I decided to resign my union membership and naively thought I could leave the union and its politics behind for good. I was wrong. Union officials refused my resignation and continued taking union dues out of my paycheck. But those weren’t the issues that led me and five of my colleagues to sue them.
Under New York law, even if I resign from the union, I will never be free to bargain or speak for myself when it comes to matters of my employment as a CUNY professor. I am forced to rely on a union that says anti-Semitic, hateful things about Israel to negotiate on my behalf.
In New York, public employees who aren’t union members are still forced to accept the union as their sole representative for collective bargaining. The Supreme Court’s 2018 ruling in Janus v.

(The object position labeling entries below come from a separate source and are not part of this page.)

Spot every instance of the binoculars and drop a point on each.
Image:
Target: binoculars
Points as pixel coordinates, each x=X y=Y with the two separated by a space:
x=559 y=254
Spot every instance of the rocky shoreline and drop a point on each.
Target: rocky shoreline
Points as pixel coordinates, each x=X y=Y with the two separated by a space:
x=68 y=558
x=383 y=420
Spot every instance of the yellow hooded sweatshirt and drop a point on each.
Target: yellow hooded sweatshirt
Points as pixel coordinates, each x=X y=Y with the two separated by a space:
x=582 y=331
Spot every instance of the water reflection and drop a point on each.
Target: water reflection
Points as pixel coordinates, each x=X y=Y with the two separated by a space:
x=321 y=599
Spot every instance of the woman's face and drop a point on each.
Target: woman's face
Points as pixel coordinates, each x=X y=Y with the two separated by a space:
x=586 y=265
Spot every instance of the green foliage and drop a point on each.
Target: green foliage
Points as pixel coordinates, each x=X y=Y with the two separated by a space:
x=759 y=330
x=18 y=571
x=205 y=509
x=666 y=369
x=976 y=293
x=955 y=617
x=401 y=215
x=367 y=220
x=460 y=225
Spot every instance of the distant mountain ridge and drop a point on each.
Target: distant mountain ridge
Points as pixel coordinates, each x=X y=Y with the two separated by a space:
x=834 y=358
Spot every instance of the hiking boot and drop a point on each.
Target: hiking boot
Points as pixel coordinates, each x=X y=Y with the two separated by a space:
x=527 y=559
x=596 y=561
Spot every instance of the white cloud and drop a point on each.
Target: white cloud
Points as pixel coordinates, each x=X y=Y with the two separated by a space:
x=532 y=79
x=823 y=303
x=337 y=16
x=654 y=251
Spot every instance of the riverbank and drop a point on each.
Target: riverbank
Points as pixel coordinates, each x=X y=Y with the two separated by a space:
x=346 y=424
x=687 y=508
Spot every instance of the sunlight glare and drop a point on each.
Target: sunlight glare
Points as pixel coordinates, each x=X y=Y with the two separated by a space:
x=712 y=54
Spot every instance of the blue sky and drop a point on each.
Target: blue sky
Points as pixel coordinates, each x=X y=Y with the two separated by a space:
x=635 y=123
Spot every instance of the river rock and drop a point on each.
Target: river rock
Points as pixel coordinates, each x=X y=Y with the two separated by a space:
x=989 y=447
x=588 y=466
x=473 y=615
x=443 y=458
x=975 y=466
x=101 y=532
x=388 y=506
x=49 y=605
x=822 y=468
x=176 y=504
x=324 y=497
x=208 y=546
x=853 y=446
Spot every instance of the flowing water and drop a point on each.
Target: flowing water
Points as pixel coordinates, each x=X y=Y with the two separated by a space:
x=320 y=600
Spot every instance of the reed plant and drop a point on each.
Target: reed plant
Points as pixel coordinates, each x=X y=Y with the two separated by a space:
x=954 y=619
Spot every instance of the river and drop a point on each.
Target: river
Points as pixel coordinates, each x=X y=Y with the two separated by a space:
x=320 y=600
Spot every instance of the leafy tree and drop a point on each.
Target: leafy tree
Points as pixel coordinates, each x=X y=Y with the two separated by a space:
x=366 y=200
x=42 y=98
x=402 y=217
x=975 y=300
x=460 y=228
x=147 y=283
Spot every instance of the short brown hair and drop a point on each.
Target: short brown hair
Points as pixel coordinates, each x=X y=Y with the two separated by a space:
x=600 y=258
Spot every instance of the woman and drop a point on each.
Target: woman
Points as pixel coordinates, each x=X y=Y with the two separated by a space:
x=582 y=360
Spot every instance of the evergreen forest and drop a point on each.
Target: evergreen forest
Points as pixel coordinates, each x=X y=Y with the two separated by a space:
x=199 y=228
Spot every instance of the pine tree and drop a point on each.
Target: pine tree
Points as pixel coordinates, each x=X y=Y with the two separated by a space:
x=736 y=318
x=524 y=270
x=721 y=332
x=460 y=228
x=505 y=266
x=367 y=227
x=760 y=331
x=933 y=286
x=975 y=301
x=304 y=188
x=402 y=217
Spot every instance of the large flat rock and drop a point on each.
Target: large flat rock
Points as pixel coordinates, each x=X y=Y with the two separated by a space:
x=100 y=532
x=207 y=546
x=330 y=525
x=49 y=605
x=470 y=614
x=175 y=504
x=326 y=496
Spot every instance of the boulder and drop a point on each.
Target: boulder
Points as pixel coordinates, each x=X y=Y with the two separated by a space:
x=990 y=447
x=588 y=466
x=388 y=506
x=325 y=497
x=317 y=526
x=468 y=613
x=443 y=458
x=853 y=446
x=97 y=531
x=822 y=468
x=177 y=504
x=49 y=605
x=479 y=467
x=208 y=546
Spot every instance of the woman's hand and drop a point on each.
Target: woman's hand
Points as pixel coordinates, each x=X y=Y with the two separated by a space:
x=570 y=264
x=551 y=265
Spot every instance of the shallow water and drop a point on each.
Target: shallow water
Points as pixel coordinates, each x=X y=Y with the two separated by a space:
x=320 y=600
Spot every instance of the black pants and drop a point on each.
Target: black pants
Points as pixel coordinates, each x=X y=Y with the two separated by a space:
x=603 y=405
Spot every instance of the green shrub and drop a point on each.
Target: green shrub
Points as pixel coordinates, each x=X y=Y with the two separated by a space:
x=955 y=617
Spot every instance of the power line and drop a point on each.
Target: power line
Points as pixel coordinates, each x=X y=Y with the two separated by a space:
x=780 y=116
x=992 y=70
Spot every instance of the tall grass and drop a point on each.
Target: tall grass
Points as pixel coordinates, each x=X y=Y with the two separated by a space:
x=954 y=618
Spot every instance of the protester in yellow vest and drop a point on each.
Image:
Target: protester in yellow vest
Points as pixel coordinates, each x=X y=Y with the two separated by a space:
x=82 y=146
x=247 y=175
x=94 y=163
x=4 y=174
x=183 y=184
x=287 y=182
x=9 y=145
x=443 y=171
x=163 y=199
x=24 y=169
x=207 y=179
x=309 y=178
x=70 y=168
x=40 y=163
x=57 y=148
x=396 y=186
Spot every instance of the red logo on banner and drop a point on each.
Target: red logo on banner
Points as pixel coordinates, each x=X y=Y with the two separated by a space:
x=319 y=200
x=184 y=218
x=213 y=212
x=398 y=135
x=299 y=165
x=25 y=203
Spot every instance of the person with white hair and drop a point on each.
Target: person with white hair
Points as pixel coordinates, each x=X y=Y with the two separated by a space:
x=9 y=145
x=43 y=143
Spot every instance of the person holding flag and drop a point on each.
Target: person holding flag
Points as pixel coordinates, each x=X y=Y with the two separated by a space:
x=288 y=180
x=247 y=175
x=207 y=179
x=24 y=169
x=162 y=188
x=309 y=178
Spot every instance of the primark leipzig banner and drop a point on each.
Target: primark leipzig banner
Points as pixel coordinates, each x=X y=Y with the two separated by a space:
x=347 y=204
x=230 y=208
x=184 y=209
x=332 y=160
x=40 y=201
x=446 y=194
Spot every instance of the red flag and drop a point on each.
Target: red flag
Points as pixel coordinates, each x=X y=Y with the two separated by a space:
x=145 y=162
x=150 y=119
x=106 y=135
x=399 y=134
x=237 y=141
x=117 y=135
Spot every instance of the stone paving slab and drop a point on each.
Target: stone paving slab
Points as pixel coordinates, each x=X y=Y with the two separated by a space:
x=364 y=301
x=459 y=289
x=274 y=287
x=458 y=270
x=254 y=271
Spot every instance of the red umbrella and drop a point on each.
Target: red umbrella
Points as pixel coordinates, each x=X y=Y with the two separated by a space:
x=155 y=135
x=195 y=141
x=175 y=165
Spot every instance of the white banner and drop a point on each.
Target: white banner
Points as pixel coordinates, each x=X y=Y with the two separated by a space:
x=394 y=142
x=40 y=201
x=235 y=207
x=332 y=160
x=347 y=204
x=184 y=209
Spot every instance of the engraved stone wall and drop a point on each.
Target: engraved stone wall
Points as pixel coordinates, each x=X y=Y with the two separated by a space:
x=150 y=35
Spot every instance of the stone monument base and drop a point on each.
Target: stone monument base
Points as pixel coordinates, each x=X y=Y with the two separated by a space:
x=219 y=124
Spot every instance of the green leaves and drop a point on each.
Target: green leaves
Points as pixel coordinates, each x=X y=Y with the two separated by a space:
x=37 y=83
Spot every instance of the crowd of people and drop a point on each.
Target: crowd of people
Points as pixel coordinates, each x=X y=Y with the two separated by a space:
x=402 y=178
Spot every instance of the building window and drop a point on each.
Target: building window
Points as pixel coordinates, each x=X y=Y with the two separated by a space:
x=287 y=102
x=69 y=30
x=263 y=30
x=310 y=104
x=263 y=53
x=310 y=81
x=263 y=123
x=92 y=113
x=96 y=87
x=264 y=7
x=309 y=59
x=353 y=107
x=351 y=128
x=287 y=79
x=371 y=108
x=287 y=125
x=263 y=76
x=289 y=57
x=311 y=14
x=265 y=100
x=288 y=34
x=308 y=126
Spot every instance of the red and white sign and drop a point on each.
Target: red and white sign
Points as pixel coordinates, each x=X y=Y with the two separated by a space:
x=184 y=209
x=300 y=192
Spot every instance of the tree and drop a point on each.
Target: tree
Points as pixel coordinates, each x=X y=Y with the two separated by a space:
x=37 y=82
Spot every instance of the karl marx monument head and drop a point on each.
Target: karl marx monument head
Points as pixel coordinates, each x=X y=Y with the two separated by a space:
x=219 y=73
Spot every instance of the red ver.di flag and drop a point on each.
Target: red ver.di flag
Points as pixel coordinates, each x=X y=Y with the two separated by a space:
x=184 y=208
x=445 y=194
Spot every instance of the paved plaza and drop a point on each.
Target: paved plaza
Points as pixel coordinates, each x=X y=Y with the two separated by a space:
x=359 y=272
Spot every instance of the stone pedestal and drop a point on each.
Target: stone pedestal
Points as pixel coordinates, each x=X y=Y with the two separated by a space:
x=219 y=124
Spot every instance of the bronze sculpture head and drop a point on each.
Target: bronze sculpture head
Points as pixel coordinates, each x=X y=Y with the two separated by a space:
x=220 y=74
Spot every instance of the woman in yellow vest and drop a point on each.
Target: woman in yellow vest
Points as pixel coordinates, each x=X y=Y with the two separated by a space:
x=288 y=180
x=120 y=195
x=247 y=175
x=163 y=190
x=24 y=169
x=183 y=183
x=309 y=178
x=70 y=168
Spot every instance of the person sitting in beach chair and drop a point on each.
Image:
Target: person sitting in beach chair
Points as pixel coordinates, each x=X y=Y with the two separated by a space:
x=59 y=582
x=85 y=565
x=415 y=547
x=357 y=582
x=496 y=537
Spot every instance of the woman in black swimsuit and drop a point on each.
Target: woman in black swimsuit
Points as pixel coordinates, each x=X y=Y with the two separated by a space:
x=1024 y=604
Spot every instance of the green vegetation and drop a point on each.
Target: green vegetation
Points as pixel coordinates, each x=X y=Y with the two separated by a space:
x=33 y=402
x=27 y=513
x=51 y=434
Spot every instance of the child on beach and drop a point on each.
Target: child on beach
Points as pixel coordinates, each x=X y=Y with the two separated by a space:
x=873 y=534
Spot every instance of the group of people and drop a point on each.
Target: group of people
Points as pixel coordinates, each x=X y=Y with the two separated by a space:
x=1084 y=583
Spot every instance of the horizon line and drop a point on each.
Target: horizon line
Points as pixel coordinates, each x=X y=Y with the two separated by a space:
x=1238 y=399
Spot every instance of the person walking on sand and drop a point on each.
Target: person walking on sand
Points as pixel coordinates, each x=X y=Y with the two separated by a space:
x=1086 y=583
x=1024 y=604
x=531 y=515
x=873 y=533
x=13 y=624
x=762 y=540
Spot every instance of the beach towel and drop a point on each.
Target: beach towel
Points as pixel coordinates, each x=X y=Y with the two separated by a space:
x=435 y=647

Afscme acknowledged this power imbalance—effectively a state-sanctioned monopoly—which also exists in most other states. But New York takes this gift to union officials a step further.
In Janus, the court ruled that public-employee unions can’t force nonmember employees to pay union fees as a condition of employment. Knowing that many unions would still act as nonmember employees’ exclusive representatives, the court underscored that union officials have a legal duty to represent all employees fairly.
But right before Janus was decided, New York union officials convinced lawmakers to amend New York’s public employment statute, the Taylor Law. This amendment explicitly reduces what unions must do for nonmember employees, effectively undermining the protections the court in Janus called a “necessary concomitant” to the power of exclusive representation.
In New York’s eyes, nonmembers like me legally can be treated as an underclass, deserving of lesser services than our union-member colleagues. When my family fled the Soviet Union, we expected never again to be treated as second-class citizens.
Now I have a choice: Disrupt my life and damage my career again or rely on the constitutional protections that set America apart from most other countries on earth. I’m done running.
With the help of the Fairness Center, a nonprofit law firm, and attorneys from the National Right to Work Legal Defense Foundation, I joined my colleagues in filing a federal lawsuit in January to vindicate our First Amendment rights of free speech and association. New York law shouldn’t provide cover for unions at the cost of individual freedom. Nor should it countenance forcing Jews to associate with a union that doesn’t want them around.
Mr. Goldstein is a professor of mathematics at the City University of New York.